Tencent, opérateur de WeChat, rejette les accusations. « Nous surveillons, empêchons et réagissons activement aux violations sur nos plateformes et nous appliquons un ensemble de mesures efficaces englobant l'information, la mise en œuvre et la collaboration étroite avec les agences gouvernementales, les autorités pénales et d'autres groupes d'intérêts », explique un porte-parole. 
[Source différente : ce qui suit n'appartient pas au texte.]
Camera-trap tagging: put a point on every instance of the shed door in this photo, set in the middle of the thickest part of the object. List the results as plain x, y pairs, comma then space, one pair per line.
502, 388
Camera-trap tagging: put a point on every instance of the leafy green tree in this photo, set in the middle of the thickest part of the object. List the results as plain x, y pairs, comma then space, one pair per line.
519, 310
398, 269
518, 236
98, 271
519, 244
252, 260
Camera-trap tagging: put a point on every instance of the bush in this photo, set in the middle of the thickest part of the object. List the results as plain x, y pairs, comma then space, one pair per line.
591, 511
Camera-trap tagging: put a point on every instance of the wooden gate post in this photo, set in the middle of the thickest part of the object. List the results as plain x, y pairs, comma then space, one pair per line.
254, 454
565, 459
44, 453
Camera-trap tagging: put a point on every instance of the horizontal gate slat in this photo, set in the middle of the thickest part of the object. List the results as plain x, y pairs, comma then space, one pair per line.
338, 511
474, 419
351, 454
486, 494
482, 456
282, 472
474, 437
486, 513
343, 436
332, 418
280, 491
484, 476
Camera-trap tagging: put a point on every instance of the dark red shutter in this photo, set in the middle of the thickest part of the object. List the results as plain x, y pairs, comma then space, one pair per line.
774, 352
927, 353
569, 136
Tencent renvoie également à sa plateforme de protection des marques et à ses efforts de lutte contre la piraterie. Selon un rapport de Tencent datant de 2018, 186 détenteurs de droits avaient déjà été enregistrés sur la plateforme. Dans le cadre du programme, plus de 126 000 avertissements auraient été envoyés à l'époque et une action aurait été menée contre 72 000 comptes. 

L'IPO n'est pas la seule association qui critique WeChat. L'association American Apparel & Footwear Association (AAFA) reproche par exemple à WeChat de ne pas lutter sérieusement contre le commerce de produits de contrefaçon : « Tencent prétend être proactif en matière de propriété intellectuelle, mais ne communique aucun détail spécifique sur les marques associé à des revendications proactives. De plus, le manque de transparence et de véritable échange d'informations est un problème », renchérit l'AAFA.
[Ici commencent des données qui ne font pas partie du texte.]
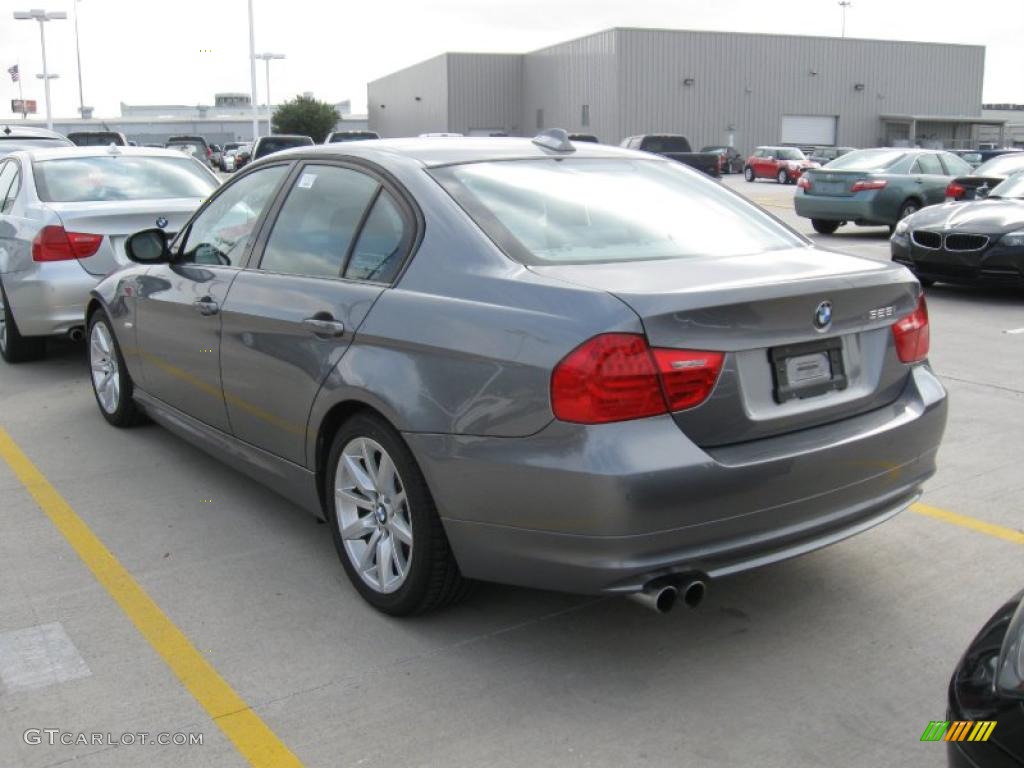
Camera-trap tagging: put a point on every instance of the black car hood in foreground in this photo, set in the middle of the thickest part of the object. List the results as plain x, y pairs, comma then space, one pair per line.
982, 217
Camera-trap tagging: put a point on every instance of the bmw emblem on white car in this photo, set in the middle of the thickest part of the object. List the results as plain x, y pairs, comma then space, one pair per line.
822, 315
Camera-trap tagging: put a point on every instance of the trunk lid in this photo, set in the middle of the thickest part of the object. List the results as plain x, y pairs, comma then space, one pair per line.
760, 310
118, 219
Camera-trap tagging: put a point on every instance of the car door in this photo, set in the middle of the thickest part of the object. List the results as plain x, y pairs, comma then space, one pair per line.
338, 240
178, 312
930, 178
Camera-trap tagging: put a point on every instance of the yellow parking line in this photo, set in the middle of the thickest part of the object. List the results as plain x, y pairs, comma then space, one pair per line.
251, 736
999, 531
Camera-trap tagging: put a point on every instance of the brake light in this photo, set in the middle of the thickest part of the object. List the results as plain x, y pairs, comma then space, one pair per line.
54, 244
687, 376
616, 377
912, 335
864, 184
954, 190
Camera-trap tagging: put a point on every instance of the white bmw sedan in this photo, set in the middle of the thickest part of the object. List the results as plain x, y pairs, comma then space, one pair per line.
65, 214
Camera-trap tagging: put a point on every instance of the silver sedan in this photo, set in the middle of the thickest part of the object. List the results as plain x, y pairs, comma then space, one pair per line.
65, 214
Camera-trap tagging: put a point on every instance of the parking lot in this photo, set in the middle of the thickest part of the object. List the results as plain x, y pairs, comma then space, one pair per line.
839, 657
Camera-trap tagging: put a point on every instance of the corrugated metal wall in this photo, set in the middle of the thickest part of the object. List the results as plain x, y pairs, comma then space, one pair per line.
484, 92
560, 80
392, 105
749, 82
632, 81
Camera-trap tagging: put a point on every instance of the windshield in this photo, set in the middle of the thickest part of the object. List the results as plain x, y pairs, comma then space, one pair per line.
1001, 165
600, 211
108, 178
867, 160
1012, 187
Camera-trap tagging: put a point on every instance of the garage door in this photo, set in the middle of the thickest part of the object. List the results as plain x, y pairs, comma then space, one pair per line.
809, 129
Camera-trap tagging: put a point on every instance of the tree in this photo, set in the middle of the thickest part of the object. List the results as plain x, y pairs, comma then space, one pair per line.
305, 116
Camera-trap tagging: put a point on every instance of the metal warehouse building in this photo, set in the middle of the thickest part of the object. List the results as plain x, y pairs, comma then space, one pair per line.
717, 88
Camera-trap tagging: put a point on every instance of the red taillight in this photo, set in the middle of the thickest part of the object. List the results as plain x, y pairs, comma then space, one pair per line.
54, 244
615, 377
911, 334
865, 184
687, 376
Le commerce de marchandises de contrefaçon sur les plateformes sociales n'est pas une nouveauté. Avant le contexte de durcissement des mesures de lutte contre la piraterie sur les marchés en ligne, les contrefacteurs avaient déjà commencé il y a plusieurs années à utiliser les services de messagerie instantanée comme WhatsApp (nous en avons déjà parlé) et d'autres plateformes sociales pour leurs activités. Une étude menée au printemps 2019 rapportait que le nombre de comptes Instagram faisant la promotion de marchandises de marque contrefaites avait considérablement augmenté depuis 2016.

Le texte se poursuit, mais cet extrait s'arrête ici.